Da Vinci’s Ghost (2012) takes you back in time to the Renaissance, when Leonardo da Vinci created his iconic drawing, the Vitruvian Man – a naked figure framed in a square and circle. Today, this drawing can be found everywhere – it’s even featured on coins in some countries. Find out what was going on at the time and what Leonardo might have been thinking when he embedded art, science and philosophy all in one image.

Kernaussage 1 von 6

Many of the important cultural ideas of the Renaissance era can be traced back to ancient Rome.

Have you ever been to Rome? Well, even if you haven’t, you might be familiar with ancient Rome’s architecture. Some of it still stands. There are multiples reasons why these structures have endured – a main one being the intentions and ideas behind them.

The architecture of ancient Rome was meant to impress and influence both people and gods. After Rome fell, it continued to inspire people, even during the Renaissance era of Leonardo da Vinci.

In the first century BC, Caesar Augustus became Rome’s first emperor. He decided that the capital city needed a makeover to re-assert its power. At the time of his rise to power, Rome was in disarray. Years of war, political chaos and mismanagement had left the city in shambles.

Augustus was convinced that Rome’s shabby state was the result of its citizens not showing enough love to the gods: Romans were being punished for letting their religious traditions lapse and their temples fall into disrepair.

Augustus spared no expense. Monumental new temples were erected, along with other imposing structures made of marble. The impressive and lavish buildings were sure to appease the mighty gods and improve Rome’s status in the eyes of the mortals.

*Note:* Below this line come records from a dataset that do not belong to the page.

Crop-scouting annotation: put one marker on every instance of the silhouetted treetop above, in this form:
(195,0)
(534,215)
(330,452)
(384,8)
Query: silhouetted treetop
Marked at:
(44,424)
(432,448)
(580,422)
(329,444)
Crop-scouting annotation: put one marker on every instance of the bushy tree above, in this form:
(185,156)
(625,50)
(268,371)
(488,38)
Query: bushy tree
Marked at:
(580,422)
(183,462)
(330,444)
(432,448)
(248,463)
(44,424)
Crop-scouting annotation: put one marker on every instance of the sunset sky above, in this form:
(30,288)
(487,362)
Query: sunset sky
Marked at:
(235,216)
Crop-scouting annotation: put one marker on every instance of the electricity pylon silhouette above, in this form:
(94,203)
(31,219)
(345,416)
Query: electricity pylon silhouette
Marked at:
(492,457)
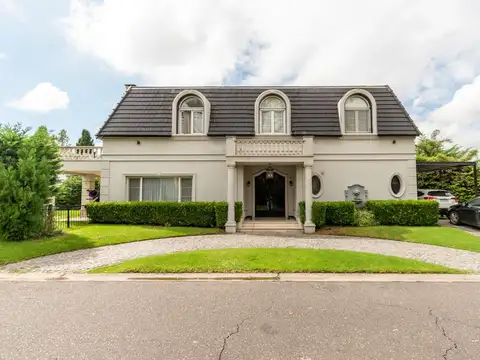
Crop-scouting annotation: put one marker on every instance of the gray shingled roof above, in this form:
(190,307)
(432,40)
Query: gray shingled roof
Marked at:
(147,111)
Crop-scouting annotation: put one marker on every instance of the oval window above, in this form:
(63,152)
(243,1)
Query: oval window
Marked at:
(316,185)
(396,184)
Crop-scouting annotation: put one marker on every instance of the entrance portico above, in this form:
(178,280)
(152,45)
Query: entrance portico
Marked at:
(270,177)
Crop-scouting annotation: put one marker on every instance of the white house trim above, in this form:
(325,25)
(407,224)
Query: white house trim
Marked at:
(258,173)
(175,111)
(373,111)
(288,111)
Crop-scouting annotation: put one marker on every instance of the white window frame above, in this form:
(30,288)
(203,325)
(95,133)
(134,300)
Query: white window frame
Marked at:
(286,113)
(316,196)
(402,185)
(176,112)
(177,177)
(187,109)
(373,112)
(356,110)
(272,112)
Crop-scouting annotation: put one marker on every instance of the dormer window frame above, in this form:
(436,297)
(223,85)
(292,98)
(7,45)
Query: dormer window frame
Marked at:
(286,113)
(366,96)
(176,112)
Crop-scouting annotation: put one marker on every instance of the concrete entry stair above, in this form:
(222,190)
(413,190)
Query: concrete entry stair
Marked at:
(267,225)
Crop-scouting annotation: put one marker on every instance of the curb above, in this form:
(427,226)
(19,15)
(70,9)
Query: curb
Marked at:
(283,277)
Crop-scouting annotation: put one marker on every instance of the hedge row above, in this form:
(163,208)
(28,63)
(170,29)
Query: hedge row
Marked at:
(404,212)
(386,212)
(330,213)
(199,214)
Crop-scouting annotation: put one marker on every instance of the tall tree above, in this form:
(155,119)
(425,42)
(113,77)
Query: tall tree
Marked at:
(63,138)
(28,172)
(459,181)
(85,139)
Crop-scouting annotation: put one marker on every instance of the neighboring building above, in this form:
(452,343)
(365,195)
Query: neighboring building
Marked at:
(267,147)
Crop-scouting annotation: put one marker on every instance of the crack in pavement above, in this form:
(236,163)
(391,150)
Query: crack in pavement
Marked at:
(454,345)
(237,330)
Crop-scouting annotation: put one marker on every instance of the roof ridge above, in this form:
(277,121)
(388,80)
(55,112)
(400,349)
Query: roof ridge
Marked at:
(114,110)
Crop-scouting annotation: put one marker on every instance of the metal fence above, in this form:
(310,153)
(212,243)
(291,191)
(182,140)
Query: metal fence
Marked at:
(70,216)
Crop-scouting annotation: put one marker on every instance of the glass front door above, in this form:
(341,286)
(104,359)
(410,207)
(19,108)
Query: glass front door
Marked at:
(269,195)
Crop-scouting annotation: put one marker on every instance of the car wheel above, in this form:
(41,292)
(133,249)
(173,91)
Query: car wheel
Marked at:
(454,218)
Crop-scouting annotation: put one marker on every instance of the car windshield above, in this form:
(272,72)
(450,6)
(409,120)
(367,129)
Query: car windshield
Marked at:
(439,193)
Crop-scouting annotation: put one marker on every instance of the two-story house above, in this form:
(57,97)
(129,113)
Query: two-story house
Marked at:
(267,147)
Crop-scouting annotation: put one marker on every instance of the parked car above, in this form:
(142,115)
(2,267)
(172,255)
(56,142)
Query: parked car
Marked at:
(445,198)
(466,213)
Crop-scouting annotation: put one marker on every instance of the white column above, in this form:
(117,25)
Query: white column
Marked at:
(88,183)
(308,227)
(298,190)
(231,225)
(240,187)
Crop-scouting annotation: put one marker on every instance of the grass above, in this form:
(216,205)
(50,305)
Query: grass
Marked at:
(90,236)
(273,260)
(432,235)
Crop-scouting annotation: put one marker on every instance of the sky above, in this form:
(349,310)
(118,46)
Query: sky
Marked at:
(64,63)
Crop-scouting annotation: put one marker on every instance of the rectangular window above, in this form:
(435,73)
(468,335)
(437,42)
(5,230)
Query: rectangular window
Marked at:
(160,189)
(134,189)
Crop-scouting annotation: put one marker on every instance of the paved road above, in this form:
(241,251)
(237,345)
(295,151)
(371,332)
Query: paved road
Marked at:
(239,320)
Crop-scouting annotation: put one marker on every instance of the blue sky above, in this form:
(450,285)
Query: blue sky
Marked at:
(36,51)
(78,54)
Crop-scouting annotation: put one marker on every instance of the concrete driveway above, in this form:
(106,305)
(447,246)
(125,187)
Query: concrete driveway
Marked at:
(470,229)
(229,320)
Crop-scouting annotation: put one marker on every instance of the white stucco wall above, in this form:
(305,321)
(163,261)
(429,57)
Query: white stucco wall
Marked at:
(340,162)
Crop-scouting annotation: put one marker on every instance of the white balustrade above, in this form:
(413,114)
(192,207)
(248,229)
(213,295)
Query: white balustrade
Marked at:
(81,152)
(269,147)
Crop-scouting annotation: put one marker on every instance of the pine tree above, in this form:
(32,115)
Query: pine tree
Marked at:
(85,139)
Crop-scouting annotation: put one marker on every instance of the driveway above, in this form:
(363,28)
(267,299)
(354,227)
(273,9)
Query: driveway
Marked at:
(83,260)
(230,320)
(470,229)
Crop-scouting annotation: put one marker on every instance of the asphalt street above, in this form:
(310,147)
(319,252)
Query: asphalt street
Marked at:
(239,320)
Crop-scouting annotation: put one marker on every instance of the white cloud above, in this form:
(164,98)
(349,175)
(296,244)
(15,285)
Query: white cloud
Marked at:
(13,7)
(42,98)
(421,54)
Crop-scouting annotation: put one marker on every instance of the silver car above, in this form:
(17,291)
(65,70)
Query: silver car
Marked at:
(444,198)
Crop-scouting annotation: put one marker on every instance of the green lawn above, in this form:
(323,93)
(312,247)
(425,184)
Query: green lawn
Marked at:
(89,236)
(273,260)
(434,235)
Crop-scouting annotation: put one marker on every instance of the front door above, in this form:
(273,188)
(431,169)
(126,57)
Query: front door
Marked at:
(269,195)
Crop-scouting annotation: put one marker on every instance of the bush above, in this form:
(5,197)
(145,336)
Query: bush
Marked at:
(364,217)
(340,213)
(200,214)
(318,213)
(404,212)
(221,212)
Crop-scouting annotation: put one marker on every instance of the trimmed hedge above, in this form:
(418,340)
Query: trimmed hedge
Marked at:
(221,212)
(318,213)
(404,212)
(164,213)
(340,213)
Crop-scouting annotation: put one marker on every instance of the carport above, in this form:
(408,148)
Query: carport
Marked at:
(436,166)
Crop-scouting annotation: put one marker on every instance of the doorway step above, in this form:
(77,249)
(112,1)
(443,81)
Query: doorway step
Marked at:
(267,225)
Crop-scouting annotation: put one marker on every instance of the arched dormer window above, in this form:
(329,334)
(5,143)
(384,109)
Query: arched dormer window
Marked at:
(358,113)
(190,113)
(272,113)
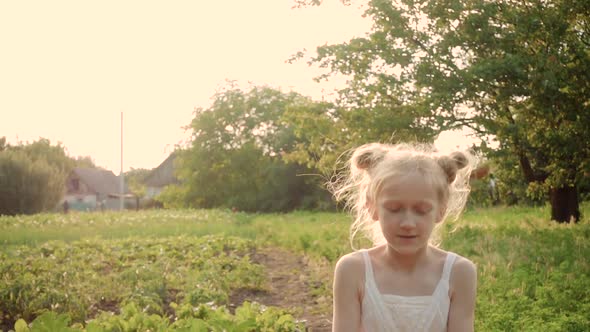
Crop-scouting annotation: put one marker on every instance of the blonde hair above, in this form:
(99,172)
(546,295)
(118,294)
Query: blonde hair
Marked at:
(371,164)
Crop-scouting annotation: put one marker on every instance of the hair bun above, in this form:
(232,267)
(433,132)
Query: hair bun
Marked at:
(451,164)
(368,155)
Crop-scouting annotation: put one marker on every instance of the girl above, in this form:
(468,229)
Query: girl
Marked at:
(399,195)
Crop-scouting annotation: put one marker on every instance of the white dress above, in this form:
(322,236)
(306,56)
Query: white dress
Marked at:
(394,313)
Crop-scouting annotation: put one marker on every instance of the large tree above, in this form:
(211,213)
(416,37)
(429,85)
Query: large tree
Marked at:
(517,70)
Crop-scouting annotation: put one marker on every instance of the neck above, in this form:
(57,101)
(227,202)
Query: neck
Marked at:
(406,262)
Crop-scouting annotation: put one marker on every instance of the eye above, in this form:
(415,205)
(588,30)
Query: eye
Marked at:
(393,208)
(423,209)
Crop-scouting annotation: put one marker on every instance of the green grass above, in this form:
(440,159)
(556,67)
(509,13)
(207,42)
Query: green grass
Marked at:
(533,274)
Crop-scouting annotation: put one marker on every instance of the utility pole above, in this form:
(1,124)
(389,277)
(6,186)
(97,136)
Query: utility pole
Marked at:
(122,177)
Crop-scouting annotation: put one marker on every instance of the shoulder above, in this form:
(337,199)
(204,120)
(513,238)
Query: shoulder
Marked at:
(350,264)
(350,271)
(463,274)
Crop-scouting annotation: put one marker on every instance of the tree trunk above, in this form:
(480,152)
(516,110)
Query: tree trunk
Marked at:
(565,206)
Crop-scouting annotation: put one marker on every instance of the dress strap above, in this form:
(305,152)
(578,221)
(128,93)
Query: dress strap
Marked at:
(448,266)
(368,266)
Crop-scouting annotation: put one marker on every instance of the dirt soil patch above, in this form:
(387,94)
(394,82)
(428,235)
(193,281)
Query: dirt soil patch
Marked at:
(290,286)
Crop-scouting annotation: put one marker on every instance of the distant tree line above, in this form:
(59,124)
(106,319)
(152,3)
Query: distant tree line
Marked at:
(32,175)
(517,71)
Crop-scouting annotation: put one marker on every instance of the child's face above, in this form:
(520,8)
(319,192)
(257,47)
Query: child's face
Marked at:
(407,210)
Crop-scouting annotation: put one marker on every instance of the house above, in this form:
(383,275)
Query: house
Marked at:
(94,189)
(160,177)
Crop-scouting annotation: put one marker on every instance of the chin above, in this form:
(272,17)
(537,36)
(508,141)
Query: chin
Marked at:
(405,249)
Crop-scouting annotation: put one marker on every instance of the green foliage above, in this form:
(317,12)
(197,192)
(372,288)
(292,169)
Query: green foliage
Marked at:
(84,277)
(235,156)
(532,275)
(28,185)
(515,70)
(32,176)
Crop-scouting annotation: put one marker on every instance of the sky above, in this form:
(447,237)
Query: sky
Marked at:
(68,69)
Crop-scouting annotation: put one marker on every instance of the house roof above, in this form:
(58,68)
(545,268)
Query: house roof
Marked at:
(163,175)
(99,180)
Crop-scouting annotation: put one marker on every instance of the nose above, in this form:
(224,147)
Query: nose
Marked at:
(408,221)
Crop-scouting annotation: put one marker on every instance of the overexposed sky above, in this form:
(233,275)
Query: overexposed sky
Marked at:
(69,68)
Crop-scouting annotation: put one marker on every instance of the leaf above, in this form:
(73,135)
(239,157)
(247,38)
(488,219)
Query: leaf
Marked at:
(21,326)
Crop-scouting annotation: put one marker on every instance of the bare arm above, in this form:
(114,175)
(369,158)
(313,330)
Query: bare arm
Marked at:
(464,284)
(347,297)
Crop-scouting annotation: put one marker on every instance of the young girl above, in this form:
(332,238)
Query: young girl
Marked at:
(399,195)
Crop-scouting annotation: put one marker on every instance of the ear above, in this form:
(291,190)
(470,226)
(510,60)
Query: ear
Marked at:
(372,209)
(441,213)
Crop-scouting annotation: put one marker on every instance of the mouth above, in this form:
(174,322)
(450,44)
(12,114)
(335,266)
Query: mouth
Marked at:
(408,236)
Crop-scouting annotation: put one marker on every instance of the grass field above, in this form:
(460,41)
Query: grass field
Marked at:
(189,270)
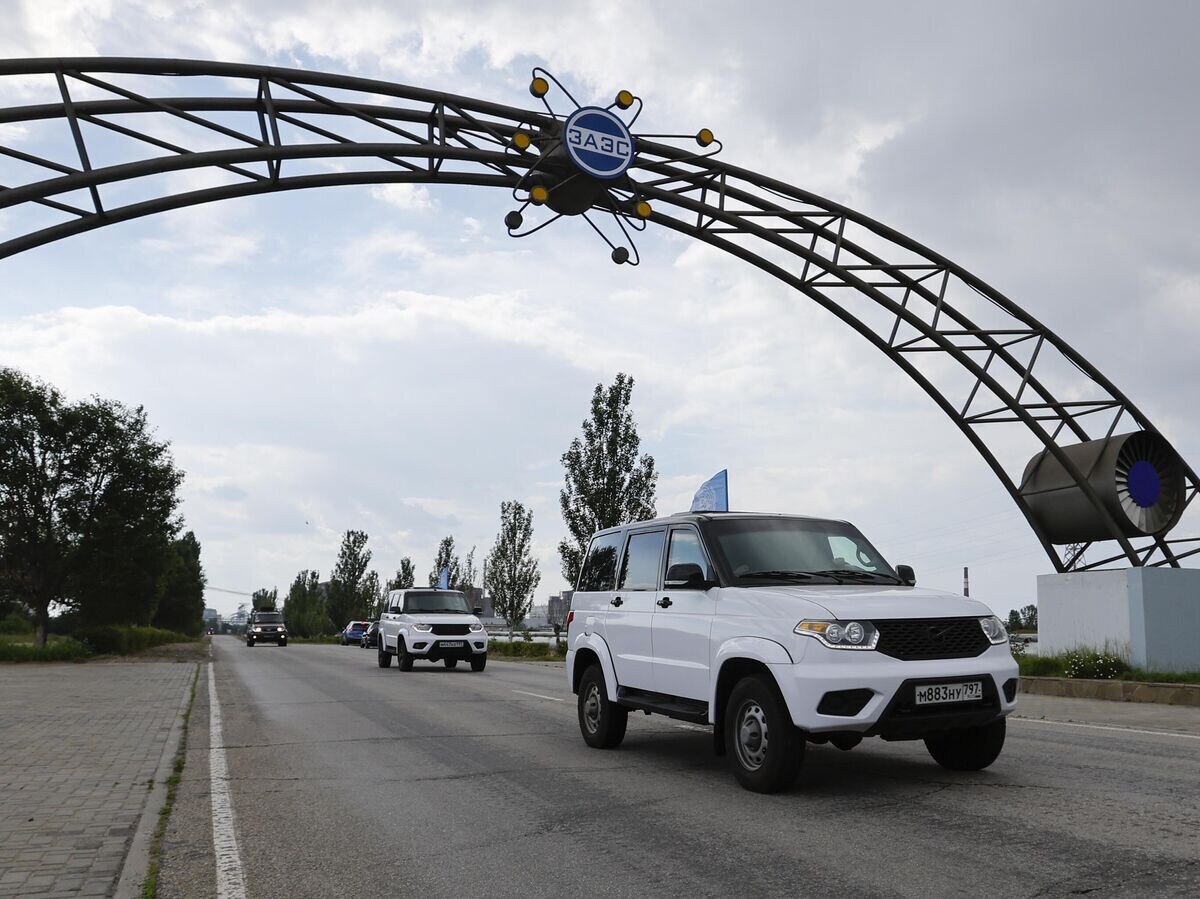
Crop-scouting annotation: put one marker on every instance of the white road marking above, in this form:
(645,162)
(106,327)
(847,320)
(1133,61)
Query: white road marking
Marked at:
(231,883)
(1105,727)
(525,693)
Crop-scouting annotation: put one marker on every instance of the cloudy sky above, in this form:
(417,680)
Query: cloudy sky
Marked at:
(388,359)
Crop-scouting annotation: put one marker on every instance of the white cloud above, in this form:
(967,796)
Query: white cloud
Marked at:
(405,196)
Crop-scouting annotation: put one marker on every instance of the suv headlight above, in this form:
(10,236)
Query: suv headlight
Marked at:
(840,635)
(994,628)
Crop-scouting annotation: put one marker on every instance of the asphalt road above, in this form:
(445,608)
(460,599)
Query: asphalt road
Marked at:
(353,780)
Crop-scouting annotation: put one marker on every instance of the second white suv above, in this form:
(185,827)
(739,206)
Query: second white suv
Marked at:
(779,631)
(431,624)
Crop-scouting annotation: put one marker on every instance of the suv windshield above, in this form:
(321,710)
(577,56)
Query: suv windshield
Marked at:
(436,601)
(759,551)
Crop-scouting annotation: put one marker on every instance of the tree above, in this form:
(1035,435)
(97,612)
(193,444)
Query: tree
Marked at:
(511,569)
(263,600)
(406,576)
(181,601)
(88,502)
(448,559)
(372,594)
(347,599)
(467,574)
(304,609)
(607,483)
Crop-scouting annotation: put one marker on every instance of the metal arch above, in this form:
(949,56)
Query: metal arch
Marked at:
(819,247)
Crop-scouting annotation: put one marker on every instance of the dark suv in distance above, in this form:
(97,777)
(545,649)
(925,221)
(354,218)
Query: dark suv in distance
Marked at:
(267,628)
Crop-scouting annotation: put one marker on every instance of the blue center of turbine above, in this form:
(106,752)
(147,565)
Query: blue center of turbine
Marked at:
(1145,485)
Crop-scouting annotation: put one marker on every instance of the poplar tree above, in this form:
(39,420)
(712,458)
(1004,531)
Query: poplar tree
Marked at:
(607,483)
(511,569)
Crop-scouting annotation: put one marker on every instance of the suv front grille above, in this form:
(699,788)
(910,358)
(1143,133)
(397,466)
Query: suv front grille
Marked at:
(912,639)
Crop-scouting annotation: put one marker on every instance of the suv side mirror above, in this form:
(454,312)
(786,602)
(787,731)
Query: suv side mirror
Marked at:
(687,576)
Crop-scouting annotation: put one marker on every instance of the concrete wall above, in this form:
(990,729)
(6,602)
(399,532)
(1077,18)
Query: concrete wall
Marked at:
(1169,621)
(1151,616)
(1084,609)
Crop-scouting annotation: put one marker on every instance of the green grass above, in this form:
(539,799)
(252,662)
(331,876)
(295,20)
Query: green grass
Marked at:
(57,649)
(319,639)
(521,649)
(119,640)
(150,885)
(1060,666)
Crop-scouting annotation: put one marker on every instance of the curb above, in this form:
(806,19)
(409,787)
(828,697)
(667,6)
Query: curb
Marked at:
(1114,690)
(137,856)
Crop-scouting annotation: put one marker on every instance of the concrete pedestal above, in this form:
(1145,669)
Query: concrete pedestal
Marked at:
(1151,616)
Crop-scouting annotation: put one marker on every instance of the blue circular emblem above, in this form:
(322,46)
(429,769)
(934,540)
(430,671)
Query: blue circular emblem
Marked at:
(1145,485)
(598,143)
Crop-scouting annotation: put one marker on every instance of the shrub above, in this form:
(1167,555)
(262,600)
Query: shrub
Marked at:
(113,640)
(1095,665)
(15,623)
(1041,665)
(59,651)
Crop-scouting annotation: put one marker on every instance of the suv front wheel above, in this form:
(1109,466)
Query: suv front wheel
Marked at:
(601,721)
(403,658)
(760,741)
(967,748)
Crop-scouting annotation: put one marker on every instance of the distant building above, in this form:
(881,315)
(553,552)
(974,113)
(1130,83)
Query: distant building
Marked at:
(556,610)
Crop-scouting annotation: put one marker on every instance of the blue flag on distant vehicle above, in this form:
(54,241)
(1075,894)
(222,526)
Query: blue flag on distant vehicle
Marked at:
(713,495)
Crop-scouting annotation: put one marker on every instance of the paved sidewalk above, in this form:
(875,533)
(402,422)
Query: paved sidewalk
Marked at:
(79,745)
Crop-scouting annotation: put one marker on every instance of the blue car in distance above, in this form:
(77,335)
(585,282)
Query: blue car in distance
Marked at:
(352,634)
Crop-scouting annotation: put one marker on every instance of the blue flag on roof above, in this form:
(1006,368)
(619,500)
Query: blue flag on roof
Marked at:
(713,495)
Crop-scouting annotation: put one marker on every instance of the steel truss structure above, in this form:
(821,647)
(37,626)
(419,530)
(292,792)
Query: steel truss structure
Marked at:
(1011,384)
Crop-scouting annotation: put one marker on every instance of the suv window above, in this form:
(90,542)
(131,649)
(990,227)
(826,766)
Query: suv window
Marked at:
(643,555)
(685,549)
(599,571)
(436,601)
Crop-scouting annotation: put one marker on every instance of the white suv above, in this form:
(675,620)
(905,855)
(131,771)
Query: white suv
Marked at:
(431,624)
(779,631)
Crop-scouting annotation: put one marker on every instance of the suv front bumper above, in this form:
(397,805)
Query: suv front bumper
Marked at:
(889,711)
(432,647)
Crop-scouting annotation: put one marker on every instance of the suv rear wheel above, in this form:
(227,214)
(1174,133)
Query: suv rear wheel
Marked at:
(403,658)
(967,748)
(762,745)
(601,721)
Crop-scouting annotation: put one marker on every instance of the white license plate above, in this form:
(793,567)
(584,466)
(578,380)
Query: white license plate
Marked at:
(931,694)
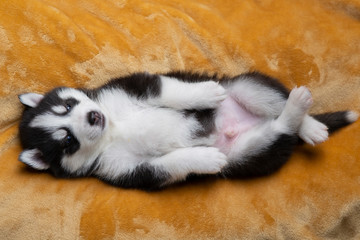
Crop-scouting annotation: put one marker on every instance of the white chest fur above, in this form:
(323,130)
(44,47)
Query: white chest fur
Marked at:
(138,131)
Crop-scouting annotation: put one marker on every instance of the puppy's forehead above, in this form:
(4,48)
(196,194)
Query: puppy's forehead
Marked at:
(50,121)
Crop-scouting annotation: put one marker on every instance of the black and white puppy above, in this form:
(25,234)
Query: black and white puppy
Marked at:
(147,131)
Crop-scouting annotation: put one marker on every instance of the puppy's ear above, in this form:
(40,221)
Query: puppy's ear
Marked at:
(30,99)
(34,159)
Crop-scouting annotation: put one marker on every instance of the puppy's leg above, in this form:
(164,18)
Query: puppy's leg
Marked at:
(257,97)
(266,147)
(184,95)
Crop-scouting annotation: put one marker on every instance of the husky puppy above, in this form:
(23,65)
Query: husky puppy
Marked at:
(147,131)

This architecture would continue to impress one generation after the next. But it wasn’t Rome’s only legacy. During the Renaissance, people were also impressed by the Roman dedication to collecting and compiling knowledge.

Augustus loved things to be in perfect order, and this led to the creation of style guides and rule books that sought to weave together all the various areas of knowledge and pieces of information. The Romans had a name for these catalogued and cohesive bodies of knowledge: a corpus.

Marcus Vitruvius Pollio worked under Augustus as an architect and military engineer, and when he noticed that there wasn’t a corpus on architecture, he took it upon himself to fill this lacuna. Around 25 BC, he completed the Ten Books on Architecture and dedicated it to Augustus.